Took a long time to find this photo, katanya setelah mengirim foto itu.
Aku memperhatikannya yang tersenyum lebar di foto, sesuatu yang jarang. Katanya, setelah ia merantau kuliah dan pulang lagi, ia tidak pernah lagi melihat kucingnya. Aku ikut bersimpati dan paham sedihnya. Setiap kali aku pulang ke rumah dan tiba waktu harus kembali merantau untuk kuliah pun, aku merasakan hal yang sama. Aku takut kucing di rumah akan pergi dan tidak kembali lagi, atau tidak terlalu diurus oleh orang rumah karena hanya aku yang benar-benar peduli dan sangat suka dengan kucing.
Kamu bagai dewi rezeki bagi mereka Ve
Kak Nova pernah berkata demikian ketika kukirimkan foto banyak kucing yang sedang kuberi makan. Selain suka kucing, aku memberi makan kucing liar karena aku merasa rindu dengan kucing-kucingku di rumah dan merasa dengan begitu maka rinduku pada mereka bisa sedikit tersalurkan.
Meski begitu, kadang aku merasa bersalah karena memberi makan kucing liar dengan makanan yang enak sementara aku tidak tahu apakah kucingku di rumah mendapatkan makan yang seperti ini karena aku yakin orang di rumah tidak akan sepeduli itu untuk membelikan makanan khusus kucing. Tapi tentu saja perasaan merasa bersalah ini akan jadi aneh kalau lebih dominan dibanding perasaan senang bisa memberi makan kucing liar.
“Kak, besok Minggu ke kafe yuk?
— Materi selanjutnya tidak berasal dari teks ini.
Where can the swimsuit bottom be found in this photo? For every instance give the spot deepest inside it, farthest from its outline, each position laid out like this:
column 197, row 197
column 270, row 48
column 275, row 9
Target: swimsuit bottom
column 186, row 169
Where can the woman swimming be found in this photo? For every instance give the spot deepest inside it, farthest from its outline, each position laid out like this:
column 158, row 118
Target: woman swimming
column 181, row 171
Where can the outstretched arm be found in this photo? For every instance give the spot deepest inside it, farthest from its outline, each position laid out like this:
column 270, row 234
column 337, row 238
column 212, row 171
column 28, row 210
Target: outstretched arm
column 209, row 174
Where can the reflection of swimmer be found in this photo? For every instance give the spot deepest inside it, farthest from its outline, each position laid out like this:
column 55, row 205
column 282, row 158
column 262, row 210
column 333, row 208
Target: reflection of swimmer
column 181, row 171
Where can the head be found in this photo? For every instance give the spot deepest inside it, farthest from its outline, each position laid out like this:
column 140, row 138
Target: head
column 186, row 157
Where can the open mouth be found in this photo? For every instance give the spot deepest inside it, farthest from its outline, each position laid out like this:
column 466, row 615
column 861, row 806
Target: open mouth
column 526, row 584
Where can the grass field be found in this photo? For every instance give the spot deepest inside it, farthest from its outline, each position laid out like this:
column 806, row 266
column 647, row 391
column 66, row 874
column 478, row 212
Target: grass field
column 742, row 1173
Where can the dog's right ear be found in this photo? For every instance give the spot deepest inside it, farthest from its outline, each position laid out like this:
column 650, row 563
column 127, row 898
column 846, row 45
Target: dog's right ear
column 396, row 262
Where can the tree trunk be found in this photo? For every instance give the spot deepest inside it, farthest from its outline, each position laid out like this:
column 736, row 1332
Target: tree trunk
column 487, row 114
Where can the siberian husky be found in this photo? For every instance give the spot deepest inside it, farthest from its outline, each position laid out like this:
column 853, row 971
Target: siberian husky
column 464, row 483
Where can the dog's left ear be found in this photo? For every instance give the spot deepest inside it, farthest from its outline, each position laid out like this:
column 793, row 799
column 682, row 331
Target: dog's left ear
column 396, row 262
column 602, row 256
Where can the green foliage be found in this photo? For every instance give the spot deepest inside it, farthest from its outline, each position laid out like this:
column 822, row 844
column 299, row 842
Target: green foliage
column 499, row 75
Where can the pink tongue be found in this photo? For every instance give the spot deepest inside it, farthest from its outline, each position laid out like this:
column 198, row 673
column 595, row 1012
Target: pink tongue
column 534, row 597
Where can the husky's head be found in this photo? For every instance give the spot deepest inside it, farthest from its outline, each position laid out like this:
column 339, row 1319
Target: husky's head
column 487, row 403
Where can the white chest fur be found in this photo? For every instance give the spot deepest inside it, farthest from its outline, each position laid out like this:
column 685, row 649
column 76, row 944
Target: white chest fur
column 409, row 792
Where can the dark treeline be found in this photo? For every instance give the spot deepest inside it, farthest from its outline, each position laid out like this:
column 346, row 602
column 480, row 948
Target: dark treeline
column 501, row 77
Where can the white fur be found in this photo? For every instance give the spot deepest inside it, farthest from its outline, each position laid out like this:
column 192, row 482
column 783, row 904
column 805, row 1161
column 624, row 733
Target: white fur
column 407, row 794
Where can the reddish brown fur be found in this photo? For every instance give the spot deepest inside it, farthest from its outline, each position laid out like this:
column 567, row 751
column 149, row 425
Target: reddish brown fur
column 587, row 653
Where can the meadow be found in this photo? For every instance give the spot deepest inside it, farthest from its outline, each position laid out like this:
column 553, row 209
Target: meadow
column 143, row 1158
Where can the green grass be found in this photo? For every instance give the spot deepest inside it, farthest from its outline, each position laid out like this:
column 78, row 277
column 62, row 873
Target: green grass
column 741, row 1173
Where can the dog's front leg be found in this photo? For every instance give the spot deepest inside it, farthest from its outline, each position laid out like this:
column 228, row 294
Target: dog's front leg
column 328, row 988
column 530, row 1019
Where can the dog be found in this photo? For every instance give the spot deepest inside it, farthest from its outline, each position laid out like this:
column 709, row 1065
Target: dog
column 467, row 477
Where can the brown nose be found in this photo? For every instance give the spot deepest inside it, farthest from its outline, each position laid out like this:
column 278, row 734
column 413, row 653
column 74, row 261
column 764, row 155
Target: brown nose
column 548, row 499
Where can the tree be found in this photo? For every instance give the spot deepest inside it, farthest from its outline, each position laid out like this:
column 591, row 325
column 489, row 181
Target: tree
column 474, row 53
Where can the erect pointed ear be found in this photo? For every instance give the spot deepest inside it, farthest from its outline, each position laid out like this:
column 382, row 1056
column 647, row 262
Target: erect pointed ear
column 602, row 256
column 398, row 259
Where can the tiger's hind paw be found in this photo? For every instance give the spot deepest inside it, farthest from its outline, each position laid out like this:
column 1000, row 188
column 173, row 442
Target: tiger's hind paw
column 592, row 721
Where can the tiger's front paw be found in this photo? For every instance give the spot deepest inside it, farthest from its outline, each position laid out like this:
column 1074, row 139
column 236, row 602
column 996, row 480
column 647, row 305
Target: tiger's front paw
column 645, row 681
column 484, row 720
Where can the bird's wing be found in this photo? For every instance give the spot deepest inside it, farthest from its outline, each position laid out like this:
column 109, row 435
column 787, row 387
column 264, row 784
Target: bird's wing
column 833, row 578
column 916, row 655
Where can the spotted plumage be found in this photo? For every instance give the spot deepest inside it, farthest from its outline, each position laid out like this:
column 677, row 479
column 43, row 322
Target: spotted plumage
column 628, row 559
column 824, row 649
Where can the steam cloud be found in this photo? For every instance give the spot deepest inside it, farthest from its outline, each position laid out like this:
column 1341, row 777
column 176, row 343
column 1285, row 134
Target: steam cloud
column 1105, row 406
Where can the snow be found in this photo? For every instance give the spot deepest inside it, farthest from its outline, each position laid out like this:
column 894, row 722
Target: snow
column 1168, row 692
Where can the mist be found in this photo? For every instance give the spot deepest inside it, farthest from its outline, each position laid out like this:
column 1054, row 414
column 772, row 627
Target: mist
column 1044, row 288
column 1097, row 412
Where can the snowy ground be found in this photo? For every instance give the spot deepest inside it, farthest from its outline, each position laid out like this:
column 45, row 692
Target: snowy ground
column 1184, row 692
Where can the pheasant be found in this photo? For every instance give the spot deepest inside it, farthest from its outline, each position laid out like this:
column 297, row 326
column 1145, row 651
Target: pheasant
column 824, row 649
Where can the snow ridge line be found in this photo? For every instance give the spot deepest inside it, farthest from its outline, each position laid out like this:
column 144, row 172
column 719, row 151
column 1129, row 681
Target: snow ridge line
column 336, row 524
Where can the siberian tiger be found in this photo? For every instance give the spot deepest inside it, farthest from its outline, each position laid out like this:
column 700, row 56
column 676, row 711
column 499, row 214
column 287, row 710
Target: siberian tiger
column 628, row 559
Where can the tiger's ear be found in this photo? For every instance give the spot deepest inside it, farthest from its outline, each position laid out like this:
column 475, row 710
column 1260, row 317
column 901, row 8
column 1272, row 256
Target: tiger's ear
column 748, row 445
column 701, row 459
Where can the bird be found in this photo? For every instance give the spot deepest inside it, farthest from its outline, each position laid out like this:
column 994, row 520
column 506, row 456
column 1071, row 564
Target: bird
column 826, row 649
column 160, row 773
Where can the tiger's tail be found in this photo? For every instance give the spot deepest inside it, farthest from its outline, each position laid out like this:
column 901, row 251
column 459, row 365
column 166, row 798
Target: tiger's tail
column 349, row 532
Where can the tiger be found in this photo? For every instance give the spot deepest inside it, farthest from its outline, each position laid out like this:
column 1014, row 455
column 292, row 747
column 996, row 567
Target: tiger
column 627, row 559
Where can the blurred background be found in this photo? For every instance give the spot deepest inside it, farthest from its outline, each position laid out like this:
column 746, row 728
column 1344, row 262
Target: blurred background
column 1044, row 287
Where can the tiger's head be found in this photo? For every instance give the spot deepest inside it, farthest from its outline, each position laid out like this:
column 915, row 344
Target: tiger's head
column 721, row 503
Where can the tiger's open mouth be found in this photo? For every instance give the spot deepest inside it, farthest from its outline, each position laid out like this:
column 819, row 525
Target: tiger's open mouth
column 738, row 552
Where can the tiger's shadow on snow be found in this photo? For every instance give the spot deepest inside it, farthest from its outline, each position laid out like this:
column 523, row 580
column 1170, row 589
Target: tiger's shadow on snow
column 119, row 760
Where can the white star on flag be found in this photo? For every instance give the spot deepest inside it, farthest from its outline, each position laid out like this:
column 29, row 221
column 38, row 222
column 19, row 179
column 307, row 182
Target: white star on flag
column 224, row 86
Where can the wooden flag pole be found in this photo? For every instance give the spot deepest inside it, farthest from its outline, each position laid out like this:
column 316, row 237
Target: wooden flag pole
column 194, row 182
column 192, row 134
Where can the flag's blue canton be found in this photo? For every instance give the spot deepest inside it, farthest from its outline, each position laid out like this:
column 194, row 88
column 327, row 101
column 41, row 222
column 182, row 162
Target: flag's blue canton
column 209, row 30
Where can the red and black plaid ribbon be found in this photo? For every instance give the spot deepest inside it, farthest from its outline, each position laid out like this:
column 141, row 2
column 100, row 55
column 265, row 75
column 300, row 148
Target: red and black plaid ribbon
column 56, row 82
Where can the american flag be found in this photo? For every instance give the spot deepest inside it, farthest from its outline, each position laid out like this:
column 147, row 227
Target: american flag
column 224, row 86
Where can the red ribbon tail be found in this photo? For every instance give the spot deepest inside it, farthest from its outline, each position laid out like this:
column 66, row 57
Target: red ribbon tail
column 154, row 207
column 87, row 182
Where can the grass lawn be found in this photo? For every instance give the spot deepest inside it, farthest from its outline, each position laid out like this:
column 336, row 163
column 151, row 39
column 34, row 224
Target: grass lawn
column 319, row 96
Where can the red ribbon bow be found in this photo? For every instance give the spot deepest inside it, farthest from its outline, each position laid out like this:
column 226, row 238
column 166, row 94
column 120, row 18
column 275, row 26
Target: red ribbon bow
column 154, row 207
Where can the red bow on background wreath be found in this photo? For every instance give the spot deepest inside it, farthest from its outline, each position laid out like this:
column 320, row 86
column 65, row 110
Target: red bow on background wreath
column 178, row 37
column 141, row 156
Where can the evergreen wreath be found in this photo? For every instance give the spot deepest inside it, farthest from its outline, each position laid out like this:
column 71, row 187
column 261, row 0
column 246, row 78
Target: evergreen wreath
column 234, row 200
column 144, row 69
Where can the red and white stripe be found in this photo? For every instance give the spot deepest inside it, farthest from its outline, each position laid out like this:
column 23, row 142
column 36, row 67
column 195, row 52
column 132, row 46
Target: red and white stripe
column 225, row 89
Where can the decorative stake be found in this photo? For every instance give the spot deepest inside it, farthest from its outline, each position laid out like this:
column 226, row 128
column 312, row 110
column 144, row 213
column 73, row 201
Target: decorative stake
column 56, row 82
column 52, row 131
Nugas?” beberapa hari berlalu dan aku akhirnya mengajak kak Nova untuk pergi ke kafe. Ia terlihat berpikir sejenak, mungkin mengingat apakah sudah ada kegiatan di hari tersebut.
“Boleh, tapi aku kayaknya agak siang dateng. Gapapa kan?”
Aku mengangguk penuh semangat kemudian kami berpisah begitu saja.
Keesokan harinya aku bersiap untuk datang awal karena tidak ada hal penting yang aku perlu lakukan di kos. Pukul sembilan lebih sedikit, aku sudah sampai di kafe lalu memesan es kopi dan sebungkus roti untuk sarapan.
Ini adalah kafe yang direkomendasikan oleh kakak tingkatku – cewek – yang dulu kami beberapa kali menghabiskan waktu di sini untuk mengerjakan tugas. Tidak disangka, roti isi cokelat yang baru pertama kali kupesan ini sangat enak dan isian cokelatnya sangat penuh sehingga lumer di mulut. Aku merasakan kebahagiaan kecil ketika menyantapnya sembari menunggu kedatangan kak Nova.
Menjelang pukul satu kak Nova baru datang dan segera memesan kopi panas. Lagi-lagi kami bertolak belakang. Aku melanjutkan mengerjakan olah data tugas akhirku dan menunggunya. Tidak ada hal istimewa yang kuharapkan terjadi.
Aku hanya ingin mengerjakan tugas dengan tenang karena menyadari seseorang yang aku suka berada di dekatku sehingga aku tidak perlu membagi fokus berpikir apa yang sedang ia kerjakan atau sedang apa dan di mana dia. Waktu berlalu dan kami benar-benar saling fokus pada pekerjaan masing-masing. Menyenangkan sekali mengerjakan tugas seperti ini dan aku berharap bisa seperti ini bukan hanya sekali dua kali.
“Kak, aku nyetel musik ya?” kataku memecah keheningan.
“Setel aja.”
Aku memutar musik di laptop dengan volume kecil yang cukup didengar oleh kami berdua. Biasanya kafe ini memutar musik tapi entah kenapa sedari tadi tidak dan aku mendengarkan musik sendiri melalui earphone. Baru setelah kak Nova datang, aku merasa tidak sopan mendengarkan musik sendiri meskipun kami tidak saling bercakap-cakap.